Anche Sergio Pillon, esperto di telemedicina e founder di una startup in campo biomedicale, riflette sulla vicenda: “La fatica vera nel digitale non è trovare la notizia ma raccontarla in un modo che sia più interessante e completo dei mille blog, RSS, comunicati… ‘Bucare’ la rete non è facile e Wired lo fa raramente. Darwin ha fatto il resto…”.
E qui si apre il dibattito sui contenuti. Sui social si trovano gli entusiasti di Wired così come i critici. Comuni lettori, non personaggi noti, ma che ci tengono a dire la loro. Tra i primi c’è Paolo Franceschini, un giovane di Vignola, che scrive sul gruppo Facebook di Italian Startup Scene: “A me piaceva molto: dalla grafica agli articoli. Ne ho sempre un paio di copie sul comodino, una nello zaino. La versione online l’ho sempre trovata caotica e di lettura difficile…Peccato davvero”. Nicholas Figoli, che lavora presso un’agenzia pubblicitaria, scrive: “Mi dispiace davvero.. era probabilmente l’unico tentativo di fare una rivista che accendesse il cervello. Ma va segnalato che è partito con in copertina Rita Levi Montalcini e finito con un gattino, formula magica per sfondare sul web”.
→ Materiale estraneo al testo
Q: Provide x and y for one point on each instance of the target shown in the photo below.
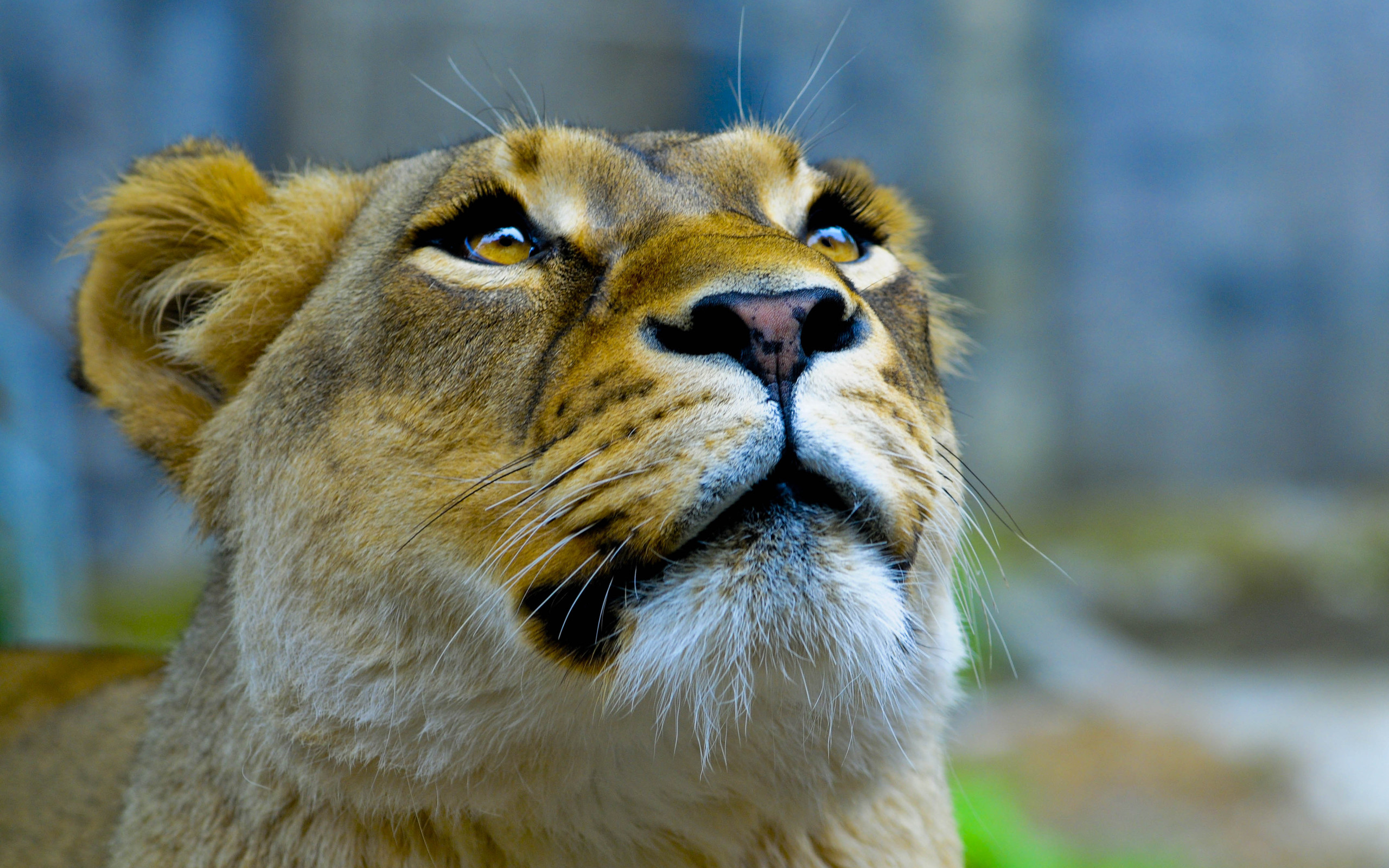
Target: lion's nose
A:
(773, 336)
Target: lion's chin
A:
(789, 613)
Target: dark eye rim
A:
(487, 213)
(832, 210)
(477, 257)
(860, 247)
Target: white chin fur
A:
(824, 639)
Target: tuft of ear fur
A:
(197, 263)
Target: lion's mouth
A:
(581, 620)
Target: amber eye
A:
(834, 242)
(505, 246)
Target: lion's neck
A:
(214, 787)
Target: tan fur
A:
(406, 457)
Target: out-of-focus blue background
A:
(1170, 217)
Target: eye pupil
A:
(835, 242)
(505, 246)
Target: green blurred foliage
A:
(996, 834)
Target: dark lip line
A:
(792, 482)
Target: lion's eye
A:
(835, 242)
(505, 246)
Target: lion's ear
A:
(197, 263)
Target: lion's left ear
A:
(197, 263)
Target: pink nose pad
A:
(772, 336)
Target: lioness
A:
(581, 500)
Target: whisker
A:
(475, 118)
(512, 467)
(502, 118)
(738, 92)
(825, 84)
(781, 122)
(539, 122)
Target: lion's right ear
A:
(197, 263)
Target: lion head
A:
(552, 463)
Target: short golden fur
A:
(523, 564)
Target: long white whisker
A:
(475, 118)
(813, 73)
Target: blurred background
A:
(1169, 217)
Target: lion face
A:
(553, 439)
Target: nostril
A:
(773, 336)
(825, 328)
(715, 328)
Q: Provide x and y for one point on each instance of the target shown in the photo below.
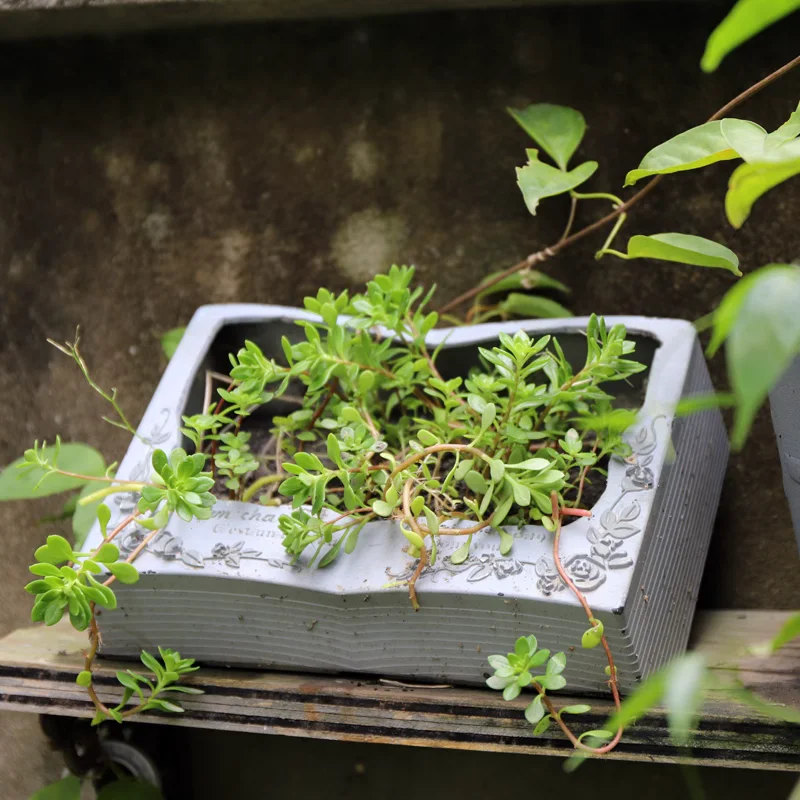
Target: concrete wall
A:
(141, 177)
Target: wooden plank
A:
(38, 667)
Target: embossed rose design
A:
(232, 554)
(585, 572)
(639, 476)
(504, 567)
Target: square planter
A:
(224, 591)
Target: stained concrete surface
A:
(143, 176)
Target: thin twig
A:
(423, 552)
(590, 614)
(561, 244)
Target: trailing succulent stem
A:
(67, 583)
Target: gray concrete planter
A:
(784, 402)
(224, 591)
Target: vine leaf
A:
(745, 20)
(18, 484)
(684, 248)
(68, 788)
(763, 340)
(532, 305)
(526, 279)
(745, 137)
(750, 181)
(683, 696)
(558, 130)
(538, 180)
(788, 131)
(692, 149)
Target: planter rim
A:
(161, 422)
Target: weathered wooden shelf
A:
(38, 668)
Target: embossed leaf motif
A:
(173, 547)
(630, 512)
(602, 550)
(192, 558)
(623, 531)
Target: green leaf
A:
(788, 632)
(538, 180)
(129, 682)
(107, 553)
(84, 678)
(488, 415)
(497, 470)
(366, 380)
(643, 698)
(68, 788)
(692, 149)
(55, 551)
(124, 572)
(382, 508)
(535, 710)
(558, 130)
(579, 708)
(532, 305)
(543, 725)
(129, 789)
(101, 595)
(763, 340)
(476, 482)
(726, 314)
(592, 637)
(84, 515)
(414, 538)
(745, 137)
(18, 484)
(744, 20)
(599, 735)
(556, 664)
(532, 464)
(684, 249)
(683, 696)
(170, 341)
(334, 451)
(525, 279)
(461, 555)
(750, 181)
(552, 682)
(150, 662)
(511, 691)
(431, 520)
(785, 133)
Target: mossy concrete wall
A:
(141, 177)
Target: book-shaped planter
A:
(225, 592)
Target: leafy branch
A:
(618, 210)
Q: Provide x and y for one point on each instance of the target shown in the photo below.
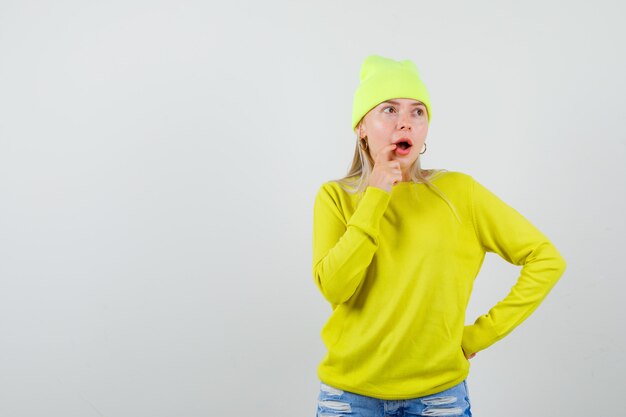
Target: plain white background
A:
(159, 161)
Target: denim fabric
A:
(333, 402)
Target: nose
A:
(403, 122)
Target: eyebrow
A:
(397, 103)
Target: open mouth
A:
(403, 145)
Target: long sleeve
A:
(342, 250)
(503, 230)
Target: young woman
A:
(396, 250)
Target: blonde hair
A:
(357, 178)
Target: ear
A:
(360, 130)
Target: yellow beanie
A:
(385, 79)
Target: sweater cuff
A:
(477, 337)
(370, 210)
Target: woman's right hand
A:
(386, 172)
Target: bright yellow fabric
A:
(398, 271)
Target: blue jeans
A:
(333, 402)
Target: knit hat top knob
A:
(385, 79)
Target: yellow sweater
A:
(398, 272)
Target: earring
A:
(363, 141)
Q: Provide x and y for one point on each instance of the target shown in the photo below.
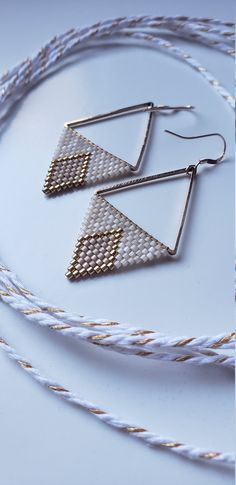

Caustiche alcune osservazioni del critici, quelli a cui Wired proprio non piace o ha smesso di piacere con il tempo: “I primi numeri seguivano una traccia segnata dal Wired US. Con il susseguirsi dei numeri l’unica cosa rilevante erano diventati i fumetti di Zerocalcare” annota Remo Bonfante. “Non è mai stato ai livelli di Wired UK, men che meno USA” aggiunge Antonio Autiero. “Io personalmente non ho ritenuto necessario seguirlo proprio per questo motivo. C’è da dire anche che, se fatto bene (meglio di com’è stato portato avanti fino ad ora) ha più senso di esistere sul web. Il mercato italiano non è così vasto da potersi permettere una rivista di assoluta nicchia che non ha le sue radici culturali nell’offline”.